The proposal distribution can also be updated during sampling, for example, tuning the proposal variance. When parameters are correlated in the target distribution, it can also be beneficial to choose a multivariate proposal distribution (e.g., multivariate Gaussian) and adapt the covariance matrix based on previous samples. This approach is known as adaptive Metropolis.
Fig. 19 Trace plot showing the effect of different step sizes on the acceptance rate.#
MCMC beyond Metropolis-Hastings#
Gibbs sampling#
In Gibbs sampling, not all parameters are updated at once within a Markov step. Instead, parameters are updated sequentially (or in small groups) while keeping the remaining parameters fixed at their current values. This means that, instead of sampling from the full joint target distribution, we only need to sample from the conditional distribution of the parameter being updated given the others.
In some cases, these conditional distributions are much simpler or even analytically tractable, which makes Gibbs sampling more efficient than updating all parameters simultaneously.

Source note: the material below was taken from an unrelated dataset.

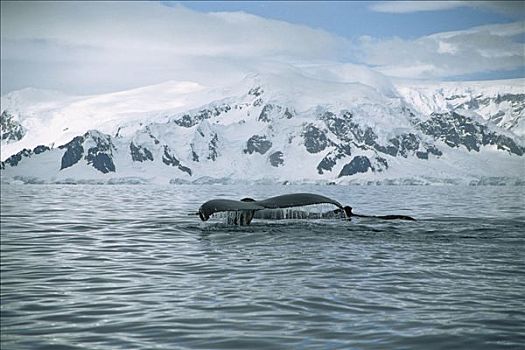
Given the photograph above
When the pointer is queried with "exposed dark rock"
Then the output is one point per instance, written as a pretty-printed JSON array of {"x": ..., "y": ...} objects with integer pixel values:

Differential evolution adaptive Metropolis (DREAM)#
The DREAM algorithm [VTBD+09] extends the Metropolis–Hastings framework by running several Markov chains in parallel — forming a “population” of chains. These chains exchange information during sampling, borrowing ideas from evolutionary algorithms. The proposal distribution is adapted automatically based on differences between the current states of the chains, which allows the sampler to more efficiently explore correlated or complex parameter spaces.

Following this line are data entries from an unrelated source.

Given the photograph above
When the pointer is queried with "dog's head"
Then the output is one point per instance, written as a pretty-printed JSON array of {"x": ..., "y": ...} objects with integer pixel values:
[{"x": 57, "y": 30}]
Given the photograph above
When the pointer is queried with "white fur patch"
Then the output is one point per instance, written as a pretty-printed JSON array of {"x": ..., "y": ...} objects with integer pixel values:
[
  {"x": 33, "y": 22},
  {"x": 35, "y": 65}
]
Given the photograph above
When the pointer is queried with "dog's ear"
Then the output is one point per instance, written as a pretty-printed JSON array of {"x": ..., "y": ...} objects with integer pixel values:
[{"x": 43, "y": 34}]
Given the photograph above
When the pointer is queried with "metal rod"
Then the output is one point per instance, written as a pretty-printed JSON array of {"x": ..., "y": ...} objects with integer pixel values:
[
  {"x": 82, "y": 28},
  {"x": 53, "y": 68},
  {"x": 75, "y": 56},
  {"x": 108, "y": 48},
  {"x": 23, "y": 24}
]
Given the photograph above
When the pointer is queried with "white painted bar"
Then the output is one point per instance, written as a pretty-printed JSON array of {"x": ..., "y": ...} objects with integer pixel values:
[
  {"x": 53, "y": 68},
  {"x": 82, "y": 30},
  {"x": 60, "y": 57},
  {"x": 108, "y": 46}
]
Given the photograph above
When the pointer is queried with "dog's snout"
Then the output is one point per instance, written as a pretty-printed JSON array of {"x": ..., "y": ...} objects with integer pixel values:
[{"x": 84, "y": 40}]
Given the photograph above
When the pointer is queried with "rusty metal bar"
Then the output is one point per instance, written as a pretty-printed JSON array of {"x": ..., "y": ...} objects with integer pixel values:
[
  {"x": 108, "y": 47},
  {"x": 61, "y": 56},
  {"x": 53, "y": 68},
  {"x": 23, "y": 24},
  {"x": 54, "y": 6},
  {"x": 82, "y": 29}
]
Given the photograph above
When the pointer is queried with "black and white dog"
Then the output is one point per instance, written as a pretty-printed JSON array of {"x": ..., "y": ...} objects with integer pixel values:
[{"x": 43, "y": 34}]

Because of its efficiency and robustness, DREAM has been widely adopted in engineering and environmental applications, particularly in hydrology and water resources modeling.
Hamiltonian Monte Carlo#
Hamiltonian Monte Carlo (HMC) overcomes the random-walk behavior of basic Metropolis-Hastings methods, which can lead to slow, local exploration and highly correlated samples. It does so by using the gradient of the target distribution to guide the sampling process along efficient paths through parameter space.
The method draws an analogy to a physical system: the parameters are treated as positions and auxiliary momentum variables are introduced. The sampler then simulates the motion of this system, following smooth, energy-conserving trajectories through regions of high probability — much like a satellite moving in orbit under gravity. The animation below shows how HMC can move rapidly across the target distribution, producing samples with much lower autocorrelation.
A detailed but accessible introduction to the more complex principles of HMC is given in Betancourt [Bet18]. Modern, self-tuning variants of HMC such as the No-U-Turn Sampler (NUTS) make HMC widely usable and are implemented in probabilistic programming libraries like Stan and PyMC. A limitation is that HMC requires gradients of the target distribution, which may be difficult to compute for complex numerical models.